Menschenwürde ist unbedingt zu achten. Das gilt unabhängig von allen menschlichen Leistungen wie Mondlandungen.
Kathrin Oxen: "Die Krone der Schöpfung zu sein, das ist unsere Würde. Die Krone der Schöpfung zu sein, das ist auch unsere Bürde. Die Bürde ist jetzt, dass wir heute besser wissen, wie die Dinge zusammenhängen und dass insbesondere unser Handeln Konsequenzen hat – das war sicher zu anderen Zeiten einfacher."
"Die Welt ist uns Menschen anvertraut"
Die mit der Erforschung des Mondes verbundenen Entdeckungen beweisen: Das Leben auf unserer Welt, so Martin Germer...
"...ist inzwischen uns Menschen anvertraut.
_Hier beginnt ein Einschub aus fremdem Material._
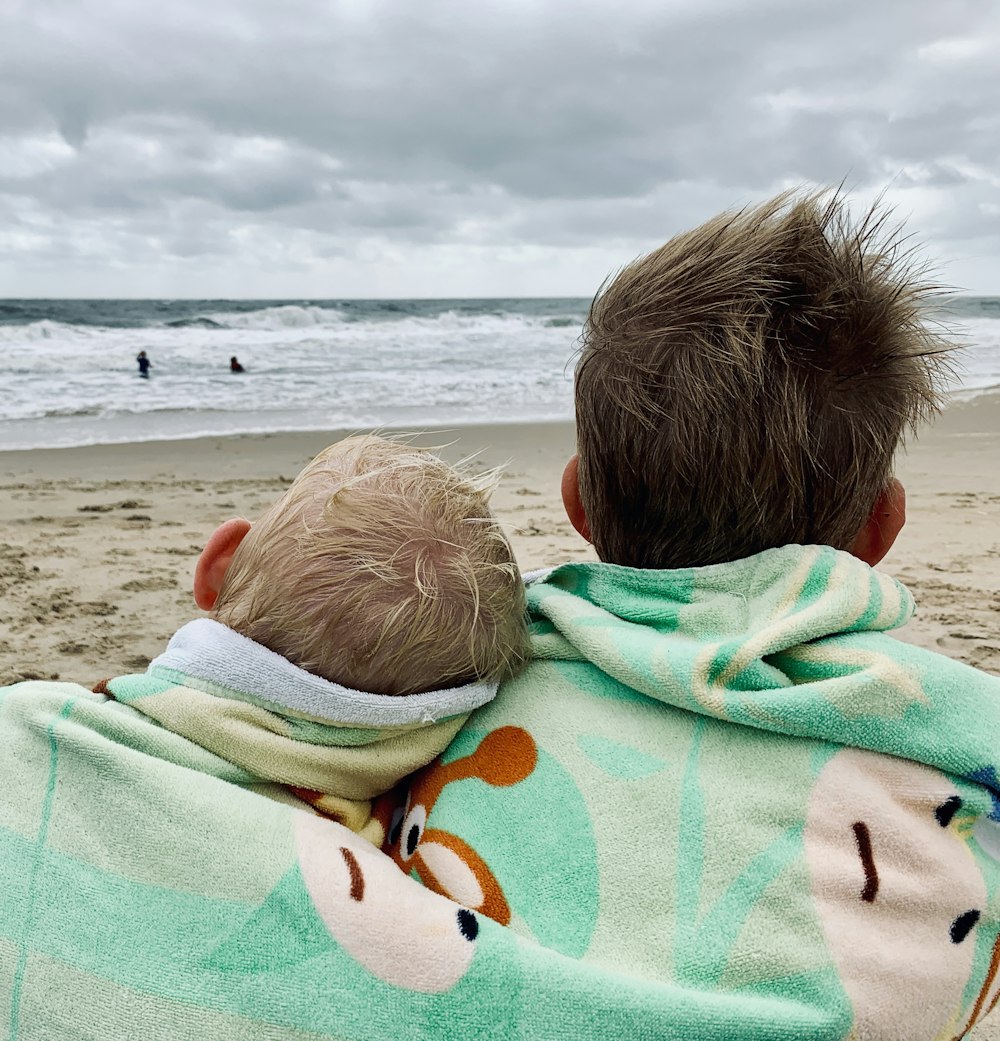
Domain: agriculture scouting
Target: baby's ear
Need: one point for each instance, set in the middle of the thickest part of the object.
(215, 559)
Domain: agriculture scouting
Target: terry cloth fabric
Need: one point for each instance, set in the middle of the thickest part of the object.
(147, 890)
(729, 785)
(334, 746)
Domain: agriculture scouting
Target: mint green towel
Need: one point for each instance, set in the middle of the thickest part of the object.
(673, 808)
(690, 787)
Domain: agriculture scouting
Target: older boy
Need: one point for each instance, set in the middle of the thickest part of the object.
(729, 783)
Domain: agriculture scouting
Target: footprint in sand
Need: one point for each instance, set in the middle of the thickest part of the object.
(154, 582)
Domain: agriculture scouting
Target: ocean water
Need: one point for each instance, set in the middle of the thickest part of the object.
(68, 372)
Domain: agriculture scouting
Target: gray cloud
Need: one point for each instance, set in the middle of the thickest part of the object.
(137, 134)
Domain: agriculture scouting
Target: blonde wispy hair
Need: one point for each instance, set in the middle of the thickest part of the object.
(381, 568)
(746, 385)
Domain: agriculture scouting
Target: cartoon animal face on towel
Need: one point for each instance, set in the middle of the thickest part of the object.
(444, 862)
(400, 932)
(898, 893)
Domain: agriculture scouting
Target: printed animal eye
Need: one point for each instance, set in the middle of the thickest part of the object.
(963, 925)
(395, 824)
(468, 924)
(947, 810)
(411, 831)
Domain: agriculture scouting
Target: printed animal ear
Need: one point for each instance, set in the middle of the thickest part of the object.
(504, 757)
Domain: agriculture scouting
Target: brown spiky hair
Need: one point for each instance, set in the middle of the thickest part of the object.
(384, 569)
(746, 385)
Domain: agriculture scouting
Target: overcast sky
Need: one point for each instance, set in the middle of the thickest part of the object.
(256, 148)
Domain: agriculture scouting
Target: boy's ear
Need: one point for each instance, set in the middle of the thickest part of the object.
(887, 519)
(573, 507)
(215, 559)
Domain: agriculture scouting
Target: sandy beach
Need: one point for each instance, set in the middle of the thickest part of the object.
(98, 544)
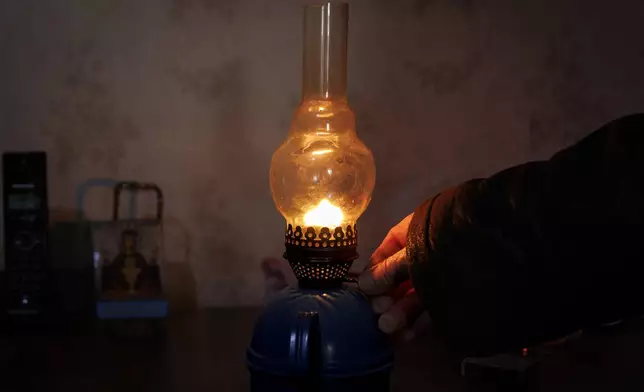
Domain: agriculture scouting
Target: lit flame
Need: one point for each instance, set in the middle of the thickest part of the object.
(324, 214)
(322, 152)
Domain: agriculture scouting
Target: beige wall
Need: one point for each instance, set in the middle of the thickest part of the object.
(196, 94)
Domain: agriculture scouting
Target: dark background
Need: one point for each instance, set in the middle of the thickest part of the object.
(195, 95)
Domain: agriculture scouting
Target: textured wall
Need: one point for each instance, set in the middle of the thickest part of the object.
(196, 94)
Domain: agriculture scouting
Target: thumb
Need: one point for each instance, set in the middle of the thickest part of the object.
(385, 275)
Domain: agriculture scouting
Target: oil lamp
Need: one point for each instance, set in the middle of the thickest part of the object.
(321, 335)
(322, 176)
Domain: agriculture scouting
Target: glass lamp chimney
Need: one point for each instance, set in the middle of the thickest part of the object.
(322, 175)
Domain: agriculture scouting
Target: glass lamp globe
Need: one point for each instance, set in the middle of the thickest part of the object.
(323, 175)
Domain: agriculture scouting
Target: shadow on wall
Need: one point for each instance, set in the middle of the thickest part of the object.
(223, 185)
Die hauchdünne Biosphäre, der Erdboden und die oberen Meeresregionen und darüber wenige Kilometer Atmosphäre: Sie sind das, was unserem blauen Planeten beim Blick aus dem Weltall seine zarte Schönheit verleiht. Und sie sind das, was wir auch ohne alles kosmische Zutun zerstören können – wenn wir als Menschheit so weitermachen, wie wir es bisher tun. Oder was wir nach Kräften bewahren können."
Fünf Gottesdienste folgen. Am 22. September um 18 Uhr predigt Martin Germer über das Lied von Matthias Claudius: "Der Mond ist aufgegangen".